La bonne humeur au travail peut être une arme à double tranchant. Si elle favorise l’esprit d’équipe et la collaboration, la feindre peut vite devenir un cercle vicieux.
Il en faut peu pour être heureux. Ou complètement mal luné. Le bien-être au travail est de plus en plus pris en compte par les employeurs. La loi les y oblige. Mais impossible d’être au top tout le temps.

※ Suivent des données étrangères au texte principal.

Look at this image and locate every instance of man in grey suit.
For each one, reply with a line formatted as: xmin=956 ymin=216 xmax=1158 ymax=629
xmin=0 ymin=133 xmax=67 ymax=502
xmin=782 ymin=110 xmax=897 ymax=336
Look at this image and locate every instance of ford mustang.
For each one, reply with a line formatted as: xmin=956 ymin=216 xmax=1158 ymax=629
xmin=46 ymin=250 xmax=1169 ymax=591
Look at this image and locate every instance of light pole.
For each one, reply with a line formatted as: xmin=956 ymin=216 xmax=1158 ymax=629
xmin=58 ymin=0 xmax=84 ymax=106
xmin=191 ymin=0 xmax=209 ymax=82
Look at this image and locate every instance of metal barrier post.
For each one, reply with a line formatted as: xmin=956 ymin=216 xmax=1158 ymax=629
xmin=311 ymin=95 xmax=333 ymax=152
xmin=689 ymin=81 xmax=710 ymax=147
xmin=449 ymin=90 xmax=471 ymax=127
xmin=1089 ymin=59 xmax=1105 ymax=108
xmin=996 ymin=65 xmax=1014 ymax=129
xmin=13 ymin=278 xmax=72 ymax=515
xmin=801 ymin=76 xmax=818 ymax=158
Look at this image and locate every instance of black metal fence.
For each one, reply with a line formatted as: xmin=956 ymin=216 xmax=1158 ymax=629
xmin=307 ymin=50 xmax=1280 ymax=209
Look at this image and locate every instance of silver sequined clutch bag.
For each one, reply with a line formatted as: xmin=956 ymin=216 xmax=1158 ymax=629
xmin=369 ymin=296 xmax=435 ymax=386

Pour Catherine Hellemans, professeure de psychologie du travail à l’ULB, l’injonction à la bonne humeur est sans doute moins exigeante que celle au bonheur. Mais elle n’est pas positive pour autant. Dans les métiers de service, ça pourrait même être considéré comme faisant partie du job. Mais attention à l’effet pervers : afficher faussement une bonne humeur n’est pas idéal, avertit-elle. « On joue un rôle. On utilise un faux self, avec des émotions non ressenties. C’est usant. »
Effet vertueux
« Il y a un impératif à être heureux, mais les êtres humains ne sont pas ainsi faits », confirme Stéphanie Delroisse, docteure en psychologie et chargée de cours à l’UCLouvain et à l’UMons. « Il faut accepter que l’humeur n’est pas rectiligne, sinon cela peut devenir culpabilisant. » La bonne humeur au travail est pourtant indispensable. « C’est contagieux. Et il y a un effet vertueux, explique-t-elle. Cela va instaurer une meilleure ambiance dans l’équipe. »
Catherine Hellemans acquiesce : « Une bonne atmosphère se transmet et favorise la dynamique d’équipe. » Cela facilite aussi la collaboration et accentue l’engagement.
L’arbre qui cache la forêt
Au travail, on n’ose pas toujours dire ce qui ne va pas, et la bonne humeur sert parfois de cache-misère. « Il y a une tendance à rester dans un certain confort », avance-t-elle. Un réflexe pas toujours conscient, mais aussi une façon de se préserver. « Si on met sur le tapis ce qui ne va pas, on ne sait pas toujours où cela va nous mener. On a peur d’être exclu du groupe si les autres préfèrent fermer les yeux. »
Faire semblant est une mauvaise idée, confirme Stéphanie Delroisse. « On ne peut pas porter un masque éternellement. Si on garde ce qui ne va pas, on peut plus vite s’énerver pour une moindre chose. C’est extrêmement couteux de prétendre que tout va bien. » Jusqu’au burnout ? Pas impossible. Certains vont toujours accepter de nouveaux défis parce qu’ils sont enthousiastes, mais cela n’empêche pas le corps de fatiguer. Et c’est normal : « Physiologiquement, le défi et le stress ont une activité très similaire. Cela demande une énergie de dingue. » De plus, « si le travailleur dit qu’il gère alors qu’il est stressé, on ne pourra pas agir sur son mal-être. »
Double tranchant
Quand elle est extrême, la bonne humeur peut aussi être mal vue. « Les personnes ultra positives refusent souvent de reconnaître d’éventuels problèmes, ou d’en parler », selon Catherine Hellemans. Elles n’en ont pas toujours conscience, mais les collègues peuvent y voir un manque d’authenticité, voire une forme de manipulation. Certains ont, en revanche, une vraie capacité à se détacher, ajoute Stéphanie Delroisse. « On leur montre un problème, eux montrent le positif. Ça peut avoir un côté exaspérant. »
Pour Catherine Hellemans, le plus sain, c’est d’avoir une humeur qui correspond celle de l’entreprise. Si quelqu’un est positif alors que ça ne tourne pas rond, il y aura un sentiment d’inauthenticité. Mais cela ne va pas toujours de soi. Stéphanie Delroisse conseille enfin de verbaliser les choses si on est de mauvais poil, afin de désamorcer un éventuel malentendu.